There are many compelling scientific reasons for sharing data. Sharing data within the larger scientific enterprise, promotes hypothesis generation and testing, programmatic decision-making, and determining the generalizability of particular findings; opens up the data for analysis with new, more powerful or integrative techniques than available at time of collection; allows aggregation for the purposes of knowledge synthesis, and encourages a culture of openness and accountability in scientific research.
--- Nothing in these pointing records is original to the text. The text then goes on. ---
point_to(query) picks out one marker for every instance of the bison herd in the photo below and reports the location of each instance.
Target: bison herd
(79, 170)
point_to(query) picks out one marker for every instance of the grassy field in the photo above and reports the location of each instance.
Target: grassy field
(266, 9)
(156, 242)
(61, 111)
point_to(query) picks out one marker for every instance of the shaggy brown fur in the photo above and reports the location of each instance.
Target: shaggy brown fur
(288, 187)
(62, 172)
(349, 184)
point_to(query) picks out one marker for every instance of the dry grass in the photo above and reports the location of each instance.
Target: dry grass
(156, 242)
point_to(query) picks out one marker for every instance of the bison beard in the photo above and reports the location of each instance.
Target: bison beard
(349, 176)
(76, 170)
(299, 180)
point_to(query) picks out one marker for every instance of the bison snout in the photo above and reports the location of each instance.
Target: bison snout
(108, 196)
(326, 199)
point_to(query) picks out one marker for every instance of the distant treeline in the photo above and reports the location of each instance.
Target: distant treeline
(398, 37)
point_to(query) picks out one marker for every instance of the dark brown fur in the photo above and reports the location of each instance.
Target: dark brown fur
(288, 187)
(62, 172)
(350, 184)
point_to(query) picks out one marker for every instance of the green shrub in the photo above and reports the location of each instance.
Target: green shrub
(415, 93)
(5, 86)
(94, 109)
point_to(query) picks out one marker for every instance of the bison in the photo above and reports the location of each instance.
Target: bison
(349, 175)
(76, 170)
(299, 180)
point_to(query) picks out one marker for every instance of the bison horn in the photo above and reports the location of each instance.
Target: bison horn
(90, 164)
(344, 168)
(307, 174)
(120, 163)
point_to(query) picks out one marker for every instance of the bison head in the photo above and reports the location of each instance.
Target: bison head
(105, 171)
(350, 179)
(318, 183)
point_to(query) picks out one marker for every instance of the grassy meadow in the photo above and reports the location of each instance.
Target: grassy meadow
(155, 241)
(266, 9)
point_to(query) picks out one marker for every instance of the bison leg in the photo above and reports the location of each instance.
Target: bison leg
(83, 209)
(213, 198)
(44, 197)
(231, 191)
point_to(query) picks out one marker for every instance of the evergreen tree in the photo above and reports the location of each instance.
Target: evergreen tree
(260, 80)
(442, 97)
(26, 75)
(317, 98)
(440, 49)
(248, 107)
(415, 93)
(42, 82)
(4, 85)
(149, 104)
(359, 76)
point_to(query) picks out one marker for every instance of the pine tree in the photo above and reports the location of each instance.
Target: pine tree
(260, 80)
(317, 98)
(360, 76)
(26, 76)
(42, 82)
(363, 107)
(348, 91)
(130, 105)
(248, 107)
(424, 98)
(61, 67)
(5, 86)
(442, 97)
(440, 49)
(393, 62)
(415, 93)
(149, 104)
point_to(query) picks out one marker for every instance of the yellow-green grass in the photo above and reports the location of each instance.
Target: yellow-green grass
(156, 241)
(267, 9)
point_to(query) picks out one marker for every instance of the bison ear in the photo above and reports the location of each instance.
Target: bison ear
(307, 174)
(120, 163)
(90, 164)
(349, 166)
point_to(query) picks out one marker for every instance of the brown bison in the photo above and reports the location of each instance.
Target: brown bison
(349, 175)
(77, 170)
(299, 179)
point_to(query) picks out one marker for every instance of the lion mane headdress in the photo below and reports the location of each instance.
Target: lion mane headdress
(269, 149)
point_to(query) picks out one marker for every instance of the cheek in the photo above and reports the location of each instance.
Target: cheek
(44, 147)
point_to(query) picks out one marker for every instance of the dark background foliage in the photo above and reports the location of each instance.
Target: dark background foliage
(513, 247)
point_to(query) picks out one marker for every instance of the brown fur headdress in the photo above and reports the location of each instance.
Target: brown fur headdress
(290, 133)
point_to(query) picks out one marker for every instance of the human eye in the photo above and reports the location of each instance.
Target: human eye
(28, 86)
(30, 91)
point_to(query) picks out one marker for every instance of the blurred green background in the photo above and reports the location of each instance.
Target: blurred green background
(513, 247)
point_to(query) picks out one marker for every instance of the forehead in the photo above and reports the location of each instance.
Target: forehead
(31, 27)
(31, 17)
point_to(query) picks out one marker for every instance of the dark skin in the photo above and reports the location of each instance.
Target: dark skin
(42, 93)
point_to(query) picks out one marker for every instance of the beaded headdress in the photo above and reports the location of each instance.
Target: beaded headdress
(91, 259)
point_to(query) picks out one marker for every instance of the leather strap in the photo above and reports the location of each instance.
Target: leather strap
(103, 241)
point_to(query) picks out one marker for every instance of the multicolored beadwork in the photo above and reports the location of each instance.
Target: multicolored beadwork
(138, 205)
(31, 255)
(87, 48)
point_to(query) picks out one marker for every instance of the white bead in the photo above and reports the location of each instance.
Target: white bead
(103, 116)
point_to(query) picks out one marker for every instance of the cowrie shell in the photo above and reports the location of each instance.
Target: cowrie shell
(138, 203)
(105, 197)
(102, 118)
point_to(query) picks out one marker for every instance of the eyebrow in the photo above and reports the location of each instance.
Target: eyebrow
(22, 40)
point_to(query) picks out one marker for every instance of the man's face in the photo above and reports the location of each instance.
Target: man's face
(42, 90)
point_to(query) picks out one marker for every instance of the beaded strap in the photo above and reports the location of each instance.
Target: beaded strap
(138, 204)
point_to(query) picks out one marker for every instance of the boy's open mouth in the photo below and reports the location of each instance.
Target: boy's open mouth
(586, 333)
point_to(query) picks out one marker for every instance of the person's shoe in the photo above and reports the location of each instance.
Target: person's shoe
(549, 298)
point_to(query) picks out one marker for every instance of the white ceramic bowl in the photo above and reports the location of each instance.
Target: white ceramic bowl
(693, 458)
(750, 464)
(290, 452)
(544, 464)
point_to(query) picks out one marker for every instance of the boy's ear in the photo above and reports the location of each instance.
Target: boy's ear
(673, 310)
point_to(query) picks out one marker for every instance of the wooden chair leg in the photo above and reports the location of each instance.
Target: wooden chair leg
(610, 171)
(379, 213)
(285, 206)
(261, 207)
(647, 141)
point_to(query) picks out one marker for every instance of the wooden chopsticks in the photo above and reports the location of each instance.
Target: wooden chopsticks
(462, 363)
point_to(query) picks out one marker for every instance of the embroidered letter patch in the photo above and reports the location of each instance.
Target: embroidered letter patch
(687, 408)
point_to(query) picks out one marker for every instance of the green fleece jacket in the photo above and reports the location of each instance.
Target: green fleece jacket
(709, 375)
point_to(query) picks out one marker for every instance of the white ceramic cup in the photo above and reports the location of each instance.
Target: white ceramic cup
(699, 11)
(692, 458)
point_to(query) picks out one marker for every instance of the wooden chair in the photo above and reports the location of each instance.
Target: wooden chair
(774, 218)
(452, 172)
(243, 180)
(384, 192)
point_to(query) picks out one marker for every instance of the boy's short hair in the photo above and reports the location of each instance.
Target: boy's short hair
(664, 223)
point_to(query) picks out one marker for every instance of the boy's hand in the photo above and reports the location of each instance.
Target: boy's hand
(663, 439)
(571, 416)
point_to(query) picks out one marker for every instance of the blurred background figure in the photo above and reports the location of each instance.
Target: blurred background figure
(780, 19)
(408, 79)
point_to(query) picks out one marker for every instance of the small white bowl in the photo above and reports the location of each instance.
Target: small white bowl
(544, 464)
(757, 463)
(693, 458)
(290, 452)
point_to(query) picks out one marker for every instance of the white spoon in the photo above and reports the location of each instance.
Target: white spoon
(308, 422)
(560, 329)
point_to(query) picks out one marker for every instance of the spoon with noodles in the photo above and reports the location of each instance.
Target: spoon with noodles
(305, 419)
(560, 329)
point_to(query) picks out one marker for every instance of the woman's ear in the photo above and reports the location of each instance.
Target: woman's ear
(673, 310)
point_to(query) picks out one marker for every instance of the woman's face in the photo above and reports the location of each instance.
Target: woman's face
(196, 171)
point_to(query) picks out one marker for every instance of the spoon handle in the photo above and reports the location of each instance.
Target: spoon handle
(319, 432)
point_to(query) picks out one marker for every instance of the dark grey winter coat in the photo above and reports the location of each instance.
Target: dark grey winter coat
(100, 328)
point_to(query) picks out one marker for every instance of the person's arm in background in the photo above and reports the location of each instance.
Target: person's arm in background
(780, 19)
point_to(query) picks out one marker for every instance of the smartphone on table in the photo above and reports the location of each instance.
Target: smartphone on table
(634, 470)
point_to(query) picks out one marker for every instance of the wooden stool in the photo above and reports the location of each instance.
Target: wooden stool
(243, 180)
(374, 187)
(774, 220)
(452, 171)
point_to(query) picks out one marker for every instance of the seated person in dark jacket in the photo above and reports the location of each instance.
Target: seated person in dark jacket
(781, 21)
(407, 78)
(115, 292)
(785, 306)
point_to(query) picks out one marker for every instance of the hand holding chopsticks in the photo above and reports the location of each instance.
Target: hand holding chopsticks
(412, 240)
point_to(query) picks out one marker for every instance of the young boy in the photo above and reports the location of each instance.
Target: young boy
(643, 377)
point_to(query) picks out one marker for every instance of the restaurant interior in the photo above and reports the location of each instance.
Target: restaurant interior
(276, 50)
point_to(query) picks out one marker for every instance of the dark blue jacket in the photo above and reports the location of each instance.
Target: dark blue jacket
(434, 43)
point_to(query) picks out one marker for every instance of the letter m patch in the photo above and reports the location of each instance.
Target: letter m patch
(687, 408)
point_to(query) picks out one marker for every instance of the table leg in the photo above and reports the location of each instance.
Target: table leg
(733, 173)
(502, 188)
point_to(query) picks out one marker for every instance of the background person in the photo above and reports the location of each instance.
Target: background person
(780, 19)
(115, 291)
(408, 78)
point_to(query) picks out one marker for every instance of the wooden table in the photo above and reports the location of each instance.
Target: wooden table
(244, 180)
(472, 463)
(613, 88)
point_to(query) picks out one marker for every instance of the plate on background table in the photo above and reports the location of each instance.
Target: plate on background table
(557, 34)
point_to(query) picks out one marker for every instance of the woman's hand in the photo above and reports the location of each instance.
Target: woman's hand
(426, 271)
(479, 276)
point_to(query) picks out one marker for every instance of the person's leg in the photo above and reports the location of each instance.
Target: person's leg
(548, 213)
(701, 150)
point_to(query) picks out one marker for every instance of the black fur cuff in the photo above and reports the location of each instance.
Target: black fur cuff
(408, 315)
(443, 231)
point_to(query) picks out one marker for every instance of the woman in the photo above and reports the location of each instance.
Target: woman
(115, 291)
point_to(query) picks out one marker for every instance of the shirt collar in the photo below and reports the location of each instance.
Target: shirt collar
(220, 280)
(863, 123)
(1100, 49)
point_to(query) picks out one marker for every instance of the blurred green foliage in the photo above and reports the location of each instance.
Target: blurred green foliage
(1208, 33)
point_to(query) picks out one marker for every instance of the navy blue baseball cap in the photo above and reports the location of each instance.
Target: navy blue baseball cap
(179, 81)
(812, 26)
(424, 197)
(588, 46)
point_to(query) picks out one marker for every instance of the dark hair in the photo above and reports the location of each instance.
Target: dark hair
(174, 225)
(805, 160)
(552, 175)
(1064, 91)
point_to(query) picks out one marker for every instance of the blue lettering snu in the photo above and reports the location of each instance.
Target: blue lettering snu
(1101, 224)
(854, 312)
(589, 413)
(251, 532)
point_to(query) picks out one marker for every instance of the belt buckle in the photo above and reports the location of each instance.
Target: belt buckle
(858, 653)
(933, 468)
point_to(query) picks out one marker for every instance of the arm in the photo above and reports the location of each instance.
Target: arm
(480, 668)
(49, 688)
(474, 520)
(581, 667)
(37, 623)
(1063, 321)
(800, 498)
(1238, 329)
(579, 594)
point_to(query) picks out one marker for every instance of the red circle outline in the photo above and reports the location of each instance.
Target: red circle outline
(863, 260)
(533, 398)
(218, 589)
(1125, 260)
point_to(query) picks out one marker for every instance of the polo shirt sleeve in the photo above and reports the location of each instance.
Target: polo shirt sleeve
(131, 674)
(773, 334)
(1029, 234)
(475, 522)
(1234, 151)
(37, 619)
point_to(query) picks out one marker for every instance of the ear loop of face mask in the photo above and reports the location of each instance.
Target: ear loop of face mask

All authors of articles published in APA journals should participate in data sharing activities as long as sharing and linking data do not violate the privacy rights or confidentiality of data on identifiable research participants. The responsibility for protecting the confidentiality of the data and the rights of research participants lies both with the original author and with any subsequent scientist using the data for new purposes (secondary user) . Data that have more potential to reveal subject identity need additional security. Both the original author and the secondary user of the data are responsible for ensuring that the level of security protection of human rights is in place. Sharing of data must comply with federal and institutional guidelines.
If an author knows prior to the publication of an article that it will not be possible to share the data on which the article is based, that situation should be disclosed to the journal editor prior to the publication of the article.
It is the responsibility of the author(s) to make data published in APA journals available to the scientific and academic community in usable, interpretable form. APA expects that authors preserve their data in a permanent archive so that their data can be available to scientists indefinitely.
Data should be archived at least at the level of detail used for analyses reported in the article. The archive should include metadata such as, but not limited to, code books, user manuals, and analysis procedures. The data archive should include the first data transformation, such as cortisol scores as compared to biological samples and diagnostic score as opposed to interview transcript or biological samples.
Data sharing arrangements must comply with copyright restrictions, consent provided by participants, requirement of funding agencies, and rules promulgated by the employer of the holder of the data.
Secondary users must acknowledge the original source of the data and may not transfer the data to any other individuals. Sharing of data does not entitle the original author to authorship on articles generated by secondary users, nor should it preclude the possibility of authorship. Authorship of the original data must be cited in the methods section and in the reference list, with appropriate DOIs or URIs.